S0402 - AANMAKEN SYNCHRONISATIE

Doel

Voor controle doeleinden kan van een bepaald boekjaar een bestand worden aangemaakt dat naar de klant wordt gezonden.

Achtergrond

Wanneer alle mutaties van het boekjaar zijn ingevoerd, kan de accountant het boekjaar gaan controleren. De klant stuurt een kopie van de administratie naar de accountant. Na verzenden van de administratie werkt de klant gewoon verder in het volgende boekjaar. *Ter voorkoming van fouten wordt aangeraden om de 'minimum boekperiode' in de administratie zodanig in te stellen dat er ook echt niet in het vorige boekjaar kan worden gemuteerd.

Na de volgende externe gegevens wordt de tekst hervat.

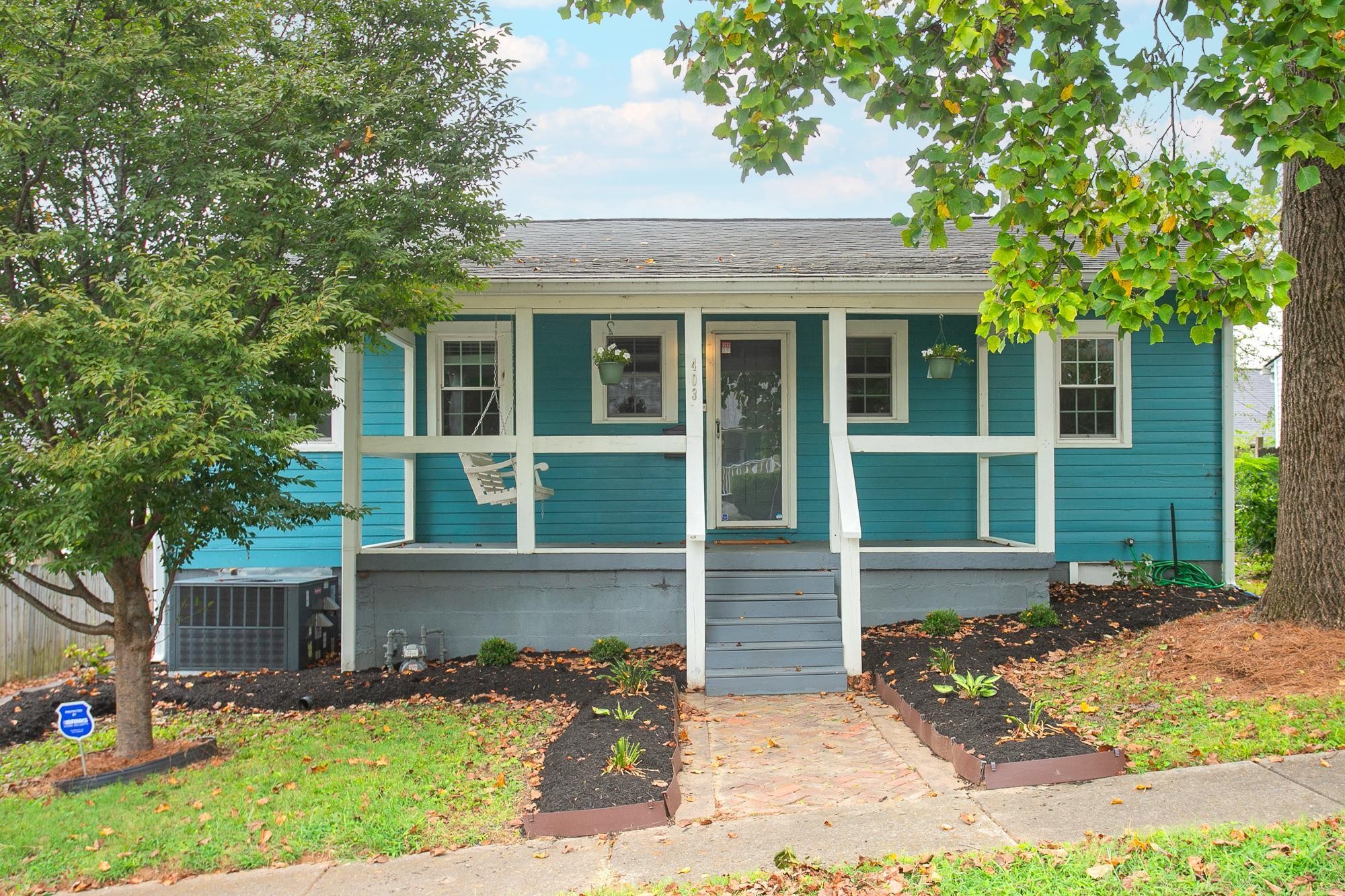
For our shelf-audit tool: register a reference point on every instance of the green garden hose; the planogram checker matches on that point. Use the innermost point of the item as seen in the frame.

Nadat de accountant klaar is met de controle kan met deze functie een bestand worden aangemaakt dat door de klant met functie Inlezen synchronisatie kan worden ingelezen. Alle correcties in de financiële mutaties en stamgegevens worden in het bestand geplaatst, zodat de klant daarna over een gecorrigeerde administratie beschikt.

Attentiepunt

1 Relaties worden niet in het bestand geplaatst. Deze kunnen gewoon door de klant in de eigen administratie worden bewerkt en worden dus niet overschreven met oude gegevens.
2 Grootboekrekeningen, afschrijvingen, balanscodes en Winst & Verliescodes worden wel in het bestand geplaatst, zodat de oude stamgegevens worden overschreven.

Uitvoering

Voor algemene uitleg zie verwerkingsfunctie of invulinstructie.

Boekjaar (jaar JJ) [211]
Het boekjaar waarvoor de functie wordt uitgevoerd.